Lately, the reality/ historical genre has managed to grab the centre stage. Poster of Uri: The Surgical Strike released last year. (Photo: Twitter/ @AdityaDharFilms)
When it comes to themes and motifs there are usually two aspects that click with filmmakers across the popular cinema. Firstly, it’s the environment in which films are made, where reality either permeates into the narrative or escapism takes over. Take, for instance, the Emergency imposed in 1975 by the then Prime Minister Mrs Indira Gandhi. The singular event pushed filmmakers and producers to a point where reality was a no-go. The fear of government backlash saw realism in any degree readily traded by mainstream Hindi films made after 1975, especially the year’s highest grosser such as Hum Kisise Kum Naheen (1977), Amar Akbar Anthony (1977), and Dharam Veer (1977). The other is the revival of themes or a style of storytelling that usually comes back in fashion every two and a half to three decades. The mavericks such as Francis Ford Coppola, Martin Scorsese, William Friedkin, and Peter Bogdanovich, who rewrote the filmmaking grammar in the America of the 1970s, were a throwback to the filmmakers of the 1950s.
Romance vs realism
Perhaps this also explains why the 1990s, a period of the revival of genres and themes for popular films across cinemas of the world, witnessed a revival of the disaster and action genres in Hollywood and the romance genre in Hindi films. Movies like Jurassic Park (1992), Speed (1994), Independence Day (1996), the twin extra-terrestrial impact movies Deep Impact and Armageddon, both of which released in the summer of 1998, might have enjoyed a revival thanks to great strides made in special effects, but these were also the kind of films that were popular in the 1970s.
By comparison, it was only natural for romance to make a comeback in Hindi films in the 1990s with Dil (1990), Saajan (1991), Yeh Dillagi (1994), Dilwale Dulhaniya Le Jayenge (1995), Rangeela (1995), Dil To Pagal Hai (1997), Kuch Kuch Hota Hai (1998) and Hum Dil De Chuke Sanam (1999), to name a few, as this was the most popular genre of the 1960s and 1970s.
Advent of escapism
Barring a little variation in terms of the narrative, much of the template set by the 1990s’ revival of the romance genre continues to be the mainstay of the popular Hindi. Lately, the reality/ historical genre has managed to grab the centre stage. It has led to a spate of films that have been blockbusters, and the extreme reactions from critics notwithstanding, have managed to strike a chord with the viewer. Some of these films might not have been as successful as Uri: The Surgical Strike (2019) or Tanhaji: The Unsung Warrior (2020) but they have rarely lost money.

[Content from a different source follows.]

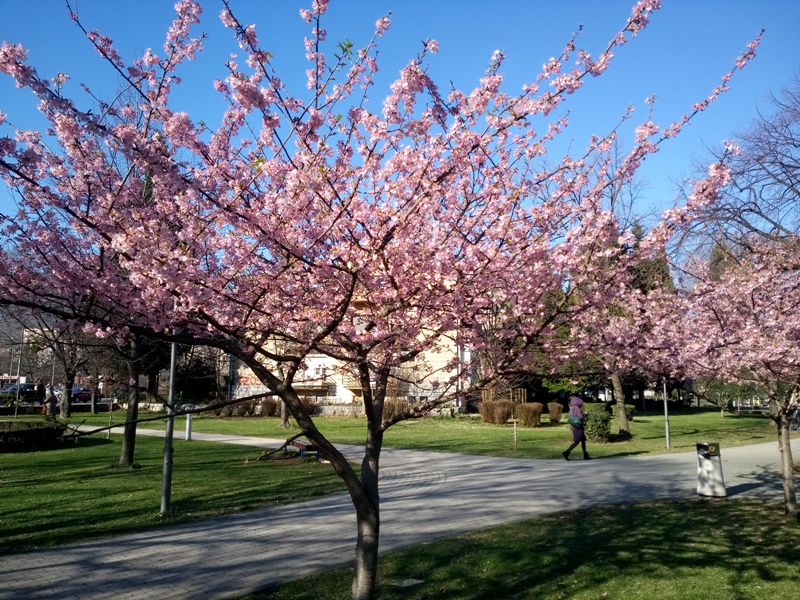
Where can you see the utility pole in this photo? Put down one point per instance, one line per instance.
(166, 479)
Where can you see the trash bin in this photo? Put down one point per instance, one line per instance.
(709, 471)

In the wake of such a development, it would be difficult to imagine that a real-life event like the coronavirus pandemic wouldn’t usher in a new phase for the disaster genre within Hindi film. The human face of this pandemic is unlike any disaster film, which makes it great fodder for Bollywood. Popular Hindi cinema loves the simplicity within anything complex and the nature of the Covid-19, the concerns about it being a bioweapon, it changing how humans function is as intricate as it could get, but at the same time, the toll it has taken on humanity where everyone from the rich industrialist to the nameless migrant worker have all suffered is emotionally as straightforward as Hindi films would like its narrative to be.